IN 1933, AFTER HIS first hundred days in office, Roosevelt had brilliantly managed to usher fifteen historic pieces of legislation through Congress. When it was necessary to hold firm, he did that; when it was necessary to compromise, he did that; when it was necessary to make a bargain, he did that as well. “It’s more than a New Deal,” his secretary of the interior, Harold Ickes, boasted: “It’s a new world!” Even when a bleak recession and unemployment lingered and when he failed in his attempt to “pack” a restive Supreme Court, he never lost the adulation of vast segments of the public or the interest of the press.
Yet when it came to the darkening situation in Europe, Roosevelt flinched. Instead of showing his customary confidence, he played it coyly. Despite Hitler’s onslaught, the ghastly memories of World War I remained as fresh as ever—the sights and sounds of exhausted armies shadowboxing from their trenches; the tedium of siege and the billowing clouds of dense, roiling smoke; and the stabbing bursts of gunfire that never seemed to fade away. America had buried over 117,000 soldiers in World War I, while Eu
rope and Russia lost 10 million. Many Americans thought that was plenty, and two decades later they had little appetite for what they still thought of as Europe’s wars. By the summer of 1939, with Europe bounded by France’s Maginot Line against Germany in the west and the provisions of the Munich agreement in the east, Roosevelt had all but decided not to run for a third term.

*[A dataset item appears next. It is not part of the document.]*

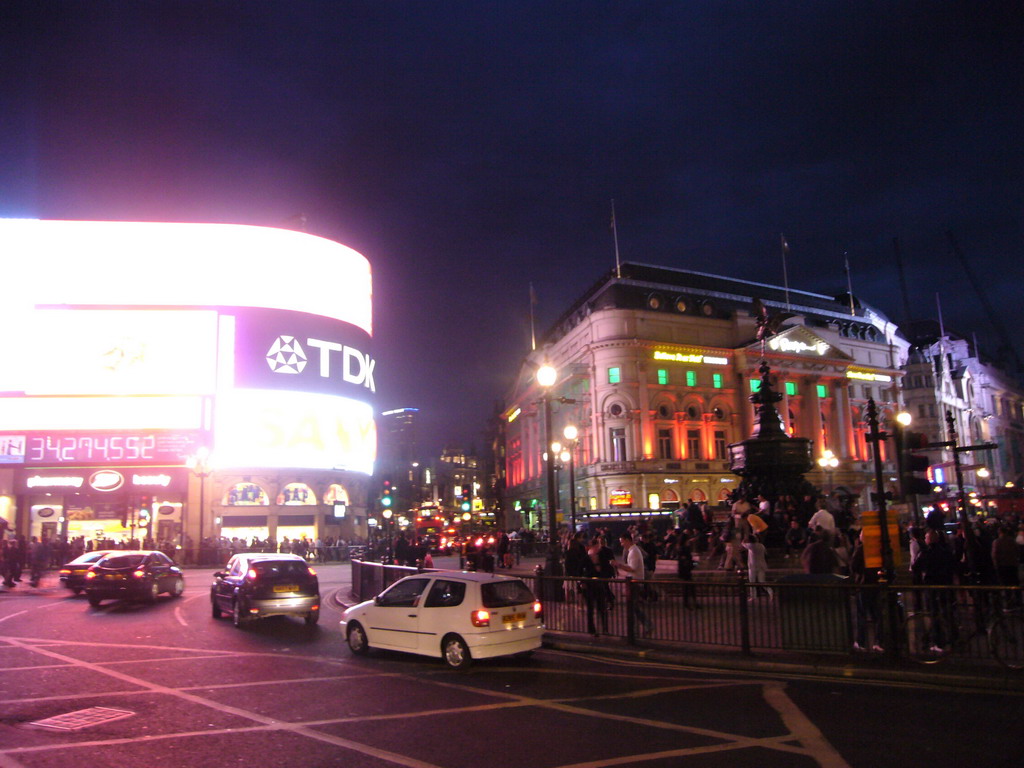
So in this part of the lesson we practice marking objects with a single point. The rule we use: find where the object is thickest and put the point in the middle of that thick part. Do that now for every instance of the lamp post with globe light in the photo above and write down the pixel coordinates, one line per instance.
(201, 465)
(546, 377)
(828, 462)
(570, 433)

But then came a stark phone call at 2:50 a.m. on August 31, 1939, informing him that ten armored German divisions had stormed across the Polish border, and that war had been declared. Roosevelt cleared his throat and rasped to his ambassador in Paris, William Bullitt, who was relaying the news from Warsaw, “Well, Bill, it has come at last. God help us all.” It was then that Roosevelt began the process of reversing himself: he would ultimately decide to seek an unprecedented third term in office—breaking a tradition begun by George Washington himself. Over the next eight months, during the period known as the phony war, Roosevelt publicly promised to keep America out of Europe’s conflict. “I’ve said this before and will say this again,” he told the nation; “your boys will not fight in foreign wars.” Anyone who suggested otherwise was perpetrating a “shameless and dishonest fake,” the president said, adding, “The simple truth is that no person in any responsible place has ever suggested the remotest possibility of sending the boys of American mothers to fight on the battlefields of Europe.” Still, he also did what he could to nudge Washington and indeed the nation at large closer to action and to the growing reality of future conflict. But whereas Churchill had lectured Neville Chamberlain about his policies of appeasement (“The government had to choose between shame and war,” he bellowed. “They chose shame and will get war!”) Roosevelt instead searched for a middle way. He informed members of the Senate Military Affairs Committee that if England and France fell, all of Europe “would drop into the basket of their own accord. . . . I cannot overemphasize the seriousness of the situation. This is not a pipe dream.”